The countryman seemed not to care a hang whether they went into the ditch or not. Fifty francs! He beat his horse as hard as he could with a stick fitted with a large copper ferule. The maddened beast galloped faster and faster. The cart leaped from one side of the road to the other, Marescal grew more and more terrified. [[155]]
“But it’s idiotic!” he shouted. “You’re going to upset us! Go slower, confound you! You’re mad, I tell you—mad! That’s it, you fool! Here we go!”

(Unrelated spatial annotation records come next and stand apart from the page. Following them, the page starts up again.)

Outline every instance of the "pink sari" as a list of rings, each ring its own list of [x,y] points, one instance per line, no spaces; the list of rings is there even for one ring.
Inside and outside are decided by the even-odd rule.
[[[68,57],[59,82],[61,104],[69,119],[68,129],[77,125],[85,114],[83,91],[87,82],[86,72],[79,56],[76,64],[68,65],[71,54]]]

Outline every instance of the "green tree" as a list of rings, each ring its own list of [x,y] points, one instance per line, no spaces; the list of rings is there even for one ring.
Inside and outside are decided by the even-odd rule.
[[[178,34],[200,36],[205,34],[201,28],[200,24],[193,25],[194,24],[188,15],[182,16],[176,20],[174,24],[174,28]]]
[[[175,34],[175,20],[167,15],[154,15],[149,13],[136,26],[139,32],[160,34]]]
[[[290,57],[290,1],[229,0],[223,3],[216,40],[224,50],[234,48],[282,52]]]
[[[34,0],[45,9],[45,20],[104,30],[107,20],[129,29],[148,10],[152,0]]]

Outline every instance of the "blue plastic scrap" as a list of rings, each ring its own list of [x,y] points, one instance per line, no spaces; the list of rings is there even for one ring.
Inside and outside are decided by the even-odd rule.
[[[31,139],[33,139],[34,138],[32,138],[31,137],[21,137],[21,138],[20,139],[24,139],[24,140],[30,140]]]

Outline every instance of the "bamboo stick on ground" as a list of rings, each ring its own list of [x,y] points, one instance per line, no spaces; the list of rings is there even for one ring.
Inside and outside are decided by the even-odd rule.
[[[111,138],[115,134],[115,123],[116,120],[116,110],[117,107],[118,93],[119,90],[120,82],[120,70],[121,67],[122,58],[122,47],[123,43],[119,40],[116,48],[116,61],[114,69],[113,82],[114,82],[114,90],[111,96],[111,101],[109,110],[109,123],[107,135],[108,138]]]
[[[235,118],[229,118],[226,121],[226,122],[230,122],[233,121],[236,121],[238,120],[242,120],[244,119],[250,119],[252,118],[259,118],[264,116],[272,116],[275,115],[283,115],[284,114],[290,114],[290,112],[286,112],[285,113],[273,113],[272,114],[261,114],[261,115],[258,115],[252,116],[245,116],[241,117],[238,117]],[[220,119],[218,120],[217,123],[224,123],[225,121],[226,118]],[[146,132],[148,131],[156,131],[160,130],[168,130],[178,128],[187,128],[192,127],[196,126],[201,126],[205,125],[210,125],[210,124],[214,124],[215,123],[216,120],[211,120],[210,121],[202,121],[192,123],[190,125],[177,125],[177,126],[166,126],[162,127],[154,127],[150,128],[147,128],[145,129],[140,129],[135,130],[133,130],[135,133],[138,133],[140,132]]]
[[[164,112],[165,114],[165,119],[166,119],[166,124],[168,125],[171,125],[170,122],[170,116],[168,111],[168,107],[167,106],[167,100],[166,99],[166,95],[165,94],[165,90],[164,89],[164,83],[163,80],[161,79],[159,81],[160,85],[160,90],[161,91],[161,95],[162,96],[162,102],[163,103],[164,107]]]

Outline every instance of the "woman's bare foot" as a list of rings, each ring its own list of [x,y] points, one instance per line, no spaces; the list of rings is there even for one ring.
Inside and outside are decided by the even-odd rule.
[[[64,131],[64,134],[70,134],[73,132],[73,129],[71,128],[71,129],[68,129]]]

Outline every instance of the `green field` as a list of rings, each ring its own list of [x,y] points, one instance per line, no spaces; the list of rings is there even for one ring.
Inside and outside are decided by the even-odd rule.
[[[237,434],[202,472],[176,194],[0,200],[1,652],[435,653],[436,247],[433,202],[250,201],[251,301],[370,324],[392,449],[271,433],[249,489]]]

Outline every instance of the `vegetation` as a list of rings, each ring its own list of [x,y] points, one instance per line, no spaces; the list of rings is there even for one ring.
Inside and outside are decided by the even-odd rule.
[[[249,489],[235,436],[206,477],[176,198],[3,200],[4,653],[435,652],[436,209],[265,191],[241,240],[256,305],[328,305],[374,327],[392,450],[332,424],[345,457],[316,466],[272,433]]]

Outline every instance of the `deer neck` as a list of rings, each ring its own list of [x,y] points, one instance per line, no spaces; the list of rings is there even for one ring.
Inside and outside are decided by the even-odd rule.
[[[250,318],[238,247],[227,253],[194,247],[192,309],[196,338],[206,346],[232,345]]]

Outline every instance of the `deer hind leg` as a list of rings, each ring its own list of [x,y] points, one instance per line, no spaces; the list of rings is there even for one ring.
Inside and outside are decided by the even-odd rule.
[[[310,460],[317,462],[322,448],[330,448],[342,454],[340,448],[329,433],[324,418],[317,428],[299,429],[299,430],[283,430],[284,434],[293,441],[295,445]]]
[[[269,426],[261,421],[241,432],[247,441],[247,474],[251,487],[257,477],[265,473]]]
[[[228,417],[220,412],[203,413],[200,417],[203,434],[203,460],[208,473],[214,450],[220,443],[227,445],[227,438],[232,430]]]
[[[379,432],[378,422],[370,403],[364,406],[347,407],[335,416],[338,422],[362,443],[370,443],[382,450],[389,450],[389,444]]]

They went, indeed. The countryman clumsily pulled the wrong rein; the cart made a wilder jump and the whole outfit, cart, driver, passenger and load, plunged into the ditch in such a disastrous fashion that the countryman and Marescal found themselves on their stomachs with the cart on the top of them while the horse, entangled in the harness, with its heels in the air, beat a tattoo on the foot-board. Marescal presently discovered that none of his bones were broken. But the countryman was crushing him with his full weight. He tried to push him off. He could not.
Then he heard a kindly voice murmur in his ear: “Could you oblige me with a light, Rudolph?”
Marescal felt his body chill from head to foot. Death and only death could produce that impression of limbs already stiff and cold that nothing would ever warm again.
He muttered through chattering teeth: “The man of the express!”
“The man of the express, the very man,” echoed the voice at his ear-hole.
“The man of the terrace!” moaned Marescal.
“Quite right—the man of the express, the man of the terrace—and also the man of Monte Carlo and the man [[156]]of Boulevard Haussmann and the murderer of the two brothers Loubeaux and the accomplice of Aurelie, and the navigator of the boat and the driver of the cart. That gives you plenty of warriors to fight, old chap; and I venture to say that they can all hold their own.”
The horse had finished its drumming on the foot-board and scrambled to its feet and dragged the cart off them. Ralph sat up, on the small of the detective’s back, quietly drew off his big cloak, and wrapped it round the detective, so paralyzing his legs and arms. He caught the reins, pulled the cart towards him and, keeping a foot painfully on the detective’s back, stripped the horse of the traces and reins and bound Marescal with excessive tightness. Then he picked him up and carried him to the top of the high embankment into a thicket. He went down again, came back with a couple of straps from the harness, and fastened the detective by the neck and chest to the trunk of a birch.